The obvious movie quote as we approached Graciosa in the Canary Islands was, “I don’t think we’re in the Azores, Toto.” In eight days and just a bit over eight hundred miles we had gone from the arid but lush Azores to a desert on the sea. We were heading for the anchorage on the southeast end of the island, which is nestled close to the larger (and evidently very slightly more urban) island of Lanzarote. As we rounded the end of Graciosa, we were greeted by a heart on shore. All together now, “Awwwww.” As has been mentioned, we successfully anchored just at dark on Friday night.
I spent most of our first day in Graciosa in the cockpit with binoculars and camera at my side, hand sewing the flag of Spain, and stealing views of other cruisers and the day party boats moored near shore. Our sewing machine is not working (Fixing it is on the list. I have an instructional CD. That should go well, right?) and Spain’s is a simple three-stripe flag; in my past life ashore I used to embroider, so I sewed a flag. That actually went very well, but it did take nearly all day.
EW had announced that he was tired from the sail and wanted a day of rest, flatly refusing to get the dingy in the water. I was OK with that, as it isn’t quite kosher to hang around town before we check in to the country, and we couldn’t do that until Monday. While I was on deck with the binoculars and my sewing, I noticed a handsome shepherd on Sephina, the catamaran anchored near us. EW thought he had heard live music wafting from that same boat the evening before. Therefore, we were both on the lookout for the crew of that boat, so when Rob (Australian) and Jen (French) and their dog Bal (German) came by in a kayak, we hailed them. I talked dog, and EW asked them if the music he’d heard had been from their boat. Oh yeah.
(We found out later that Rob and Jen had met via an on-line music site. During the ensuing months they shared music, life histories, and dreams. At some point in the early conversations, Rob mentioned he wanted to sail around the world and Jen told him he should absolutely follow his dream. When their friendship became a relationship he asked Jen to sail with him. She agreed as long as she could keep her dog and have some plants on board. They have a large, beautiful catamaran, with dog, plants, a number of guitars, a full electronic keyboard, and a box of assorted small percussion instruments.)
Of course, we didn’t know all of that when EW asked about the music, but Rob was delighted to find out that EW played and it was agreed that we’d get together at some point. I stitched away and tried to come up with some snack options in case “at some point” meant that evening on La Luna.
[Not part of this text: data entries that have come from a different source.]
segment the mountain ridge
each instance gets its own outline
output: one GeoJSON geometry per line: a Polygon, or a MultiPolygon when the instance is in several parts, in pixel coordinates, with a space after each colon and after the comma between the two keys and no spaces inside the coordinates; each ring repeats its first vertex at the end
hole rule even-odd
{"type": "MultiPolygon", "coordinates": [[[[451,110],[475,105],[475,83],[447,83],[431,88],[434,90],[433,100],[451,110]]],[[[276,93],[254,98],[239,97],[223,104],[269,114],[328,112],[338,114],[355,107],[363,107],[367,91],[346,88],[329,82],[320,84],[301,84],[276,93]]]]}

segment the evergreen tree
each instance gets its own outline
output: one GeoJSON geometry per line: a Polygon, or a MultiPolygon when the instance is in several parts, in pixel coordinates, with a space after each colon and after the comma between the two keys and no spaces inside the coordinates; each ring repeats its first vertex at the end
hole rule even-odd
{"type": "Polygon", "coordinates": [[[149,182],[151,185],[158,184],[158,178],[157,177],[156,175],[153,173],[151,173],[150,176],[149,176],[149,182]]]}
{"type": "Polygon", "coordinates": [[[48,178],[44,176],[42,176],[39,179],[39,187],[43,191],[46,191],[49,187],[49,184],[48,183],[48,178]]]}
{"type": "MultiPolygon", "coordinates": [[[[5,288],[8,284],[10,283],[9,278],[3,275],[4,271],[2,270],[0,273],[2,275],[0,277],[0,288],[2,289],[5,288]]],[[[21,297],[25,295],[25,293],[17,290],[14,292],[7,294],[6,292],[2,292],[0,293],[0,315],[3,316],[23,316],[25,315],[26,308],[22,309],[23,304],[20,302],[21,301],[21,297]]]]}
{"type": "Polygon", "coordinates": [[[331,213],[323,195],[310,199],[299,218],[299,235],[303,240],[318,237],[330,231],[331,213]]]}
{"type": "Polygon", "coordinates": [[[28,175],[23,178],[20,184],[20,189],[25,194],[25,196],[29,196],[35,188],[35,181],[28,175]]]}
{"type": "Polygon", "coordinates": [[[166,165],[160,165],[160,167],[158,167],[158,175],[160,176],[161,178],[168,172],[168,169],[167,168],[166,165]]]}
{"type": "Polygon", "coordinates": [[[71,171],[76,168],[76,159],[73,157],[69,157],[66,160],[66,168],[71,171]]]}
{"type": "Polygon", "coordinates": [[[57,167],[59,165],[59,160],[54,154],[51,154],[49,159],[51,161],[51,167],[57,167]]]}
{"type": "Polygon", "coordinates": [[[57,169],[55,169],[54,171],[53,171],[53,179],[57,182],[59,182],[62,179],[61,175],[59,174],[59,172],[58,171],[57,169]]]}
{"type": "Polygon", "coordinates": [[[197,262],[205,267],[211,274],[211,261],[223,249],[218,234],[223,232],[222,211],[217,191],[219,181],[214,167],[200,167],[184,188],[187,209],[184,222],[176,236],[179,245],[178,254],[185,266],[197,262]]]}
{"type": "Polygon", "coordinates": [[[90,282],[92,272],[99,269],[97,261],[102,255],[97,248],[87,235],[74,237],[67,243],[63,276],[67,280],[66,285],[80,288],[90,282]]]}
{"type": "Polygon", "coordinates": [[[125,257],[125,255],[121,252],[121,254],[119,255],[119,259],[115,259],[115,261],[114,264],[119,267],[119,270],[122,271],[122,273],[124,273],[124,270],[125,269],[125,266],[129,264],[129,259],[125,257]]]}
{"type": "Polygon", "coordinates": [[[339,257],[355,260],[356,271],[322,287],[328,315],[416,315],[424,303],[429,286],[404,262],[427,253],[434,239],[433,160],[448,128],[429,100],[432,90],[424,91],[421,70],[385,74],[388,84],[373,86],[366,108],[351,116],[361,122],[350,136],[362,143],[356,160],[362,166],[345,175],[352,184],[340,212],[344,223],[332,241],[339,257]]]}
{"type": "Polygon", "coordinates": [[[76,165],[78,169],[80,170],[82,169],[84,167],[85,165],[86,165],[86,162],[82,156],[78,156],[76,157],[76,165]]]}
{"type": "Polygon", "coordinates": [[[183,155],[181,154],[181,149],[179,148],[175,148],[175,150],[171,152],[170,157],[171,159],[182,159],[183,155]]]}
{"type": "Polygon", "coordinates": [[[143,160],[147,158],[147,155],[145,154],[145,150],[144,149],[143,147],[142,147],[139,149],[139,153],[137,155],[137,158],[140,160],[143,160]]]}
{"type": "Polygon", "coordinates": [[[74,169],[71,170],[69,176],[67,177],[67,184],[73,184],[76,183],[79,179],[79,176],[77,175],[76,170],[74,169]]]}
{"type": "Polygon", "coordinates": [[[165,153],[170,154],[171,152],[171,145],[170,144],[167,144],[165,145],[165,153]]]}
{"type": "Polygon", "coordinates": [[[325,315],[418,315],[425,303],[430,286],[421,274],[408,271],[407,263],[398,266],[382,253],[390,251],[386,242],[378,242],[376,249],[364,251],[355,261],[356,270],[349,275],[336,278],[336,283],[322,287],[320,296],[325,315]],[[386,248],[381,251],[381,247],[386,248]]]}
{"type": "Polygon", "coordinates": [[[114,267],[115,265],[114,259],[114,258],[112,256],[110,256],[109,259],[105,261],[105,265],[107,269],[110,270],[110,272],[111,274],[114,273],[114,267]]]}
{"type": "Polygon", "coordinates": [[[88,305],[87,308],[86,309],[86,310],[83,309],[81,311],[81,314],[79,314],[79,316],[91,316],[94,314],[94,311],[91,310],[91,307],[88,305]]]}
I mentally thanked my morning self for cleaning the boat, physically mixed up a batch of cheese crackers and put it in the fridge to firm before baking, and went back to sewing the flag and keeping watch over the harbor.
Later that afternoon, Rob and Jen came by to say that folks they’d met in Madeira had arrived and they all wanted to get together to share music. We were invited, and EW amazingly found the energy and motivation to inflate the dinghy. (Subtle, not?) I baked the crackers, we packed our drinks and other things and prepared for an evening of playing music in the cockpit of a catamaran. Of course, this immediately brought to mind our many evenings on Two Much Fun, One White Tree, and Ainulindalë . I will not cry. I will not cry. We had been invited for 6, but I purposely waited until a bit later so that they could all catch up in French and have dinner. The other guests were Marianne, Jon-Luc, and Luca from S/V. Yeo, and another family from France, Luic, Laurence, Louise, Mael, and Lucy. All are fun, talented, wonderful people and we had a ball. Louise played her violin, Lucy showed us the “Cup Song”, and Mael is a budding magician with a myriad of tricks and a winning smile. Luca didn’t play for us, but I know that he writes songs and lyrics. Marianne, Laurence, and Luic have excellent singing voices. This was a talented group.
Jon-Luc knows a lot of American songs – in French. He’d hum one to EW in a stepped-up tempo, and we’d try to slow it down in our mind and figure out what song it was so they could play it together. His guitar is a travel guitar that rattled when EW tried it out. Turned out Jon-Luc had stored his reading glasses in it. Jon-Luc told us in his limited English that the guitar had been advertised as a carryall and paddle. Now that’s a versatile guitar. Didn’t sound half bad, either.
Jon-Luc, Rob, Jen,and EW all led the group is their favorite songs and in the songs requested by Marianne and Laurence, who had song books in French and English. We laughed, we sang, we got to know each other, and we felt welcomed back into the cruisers’ way of life as we knew it in the Caribbean. I think we’re going to like the Canaries just fine, and I’m sure that those cruising in the Caribbean will enjoy meeting the crews on these three boats, as well.
Jon-Luc, Jen, Marianne, and Mael after a particularly effective trick. Don’t you love his magician’s head gear? It was also effective as a presto-chango scarf.
Bal likes to sleep on feet. Best case – he sleeps on one foot and you use the other to rub behind his ears. We are friends.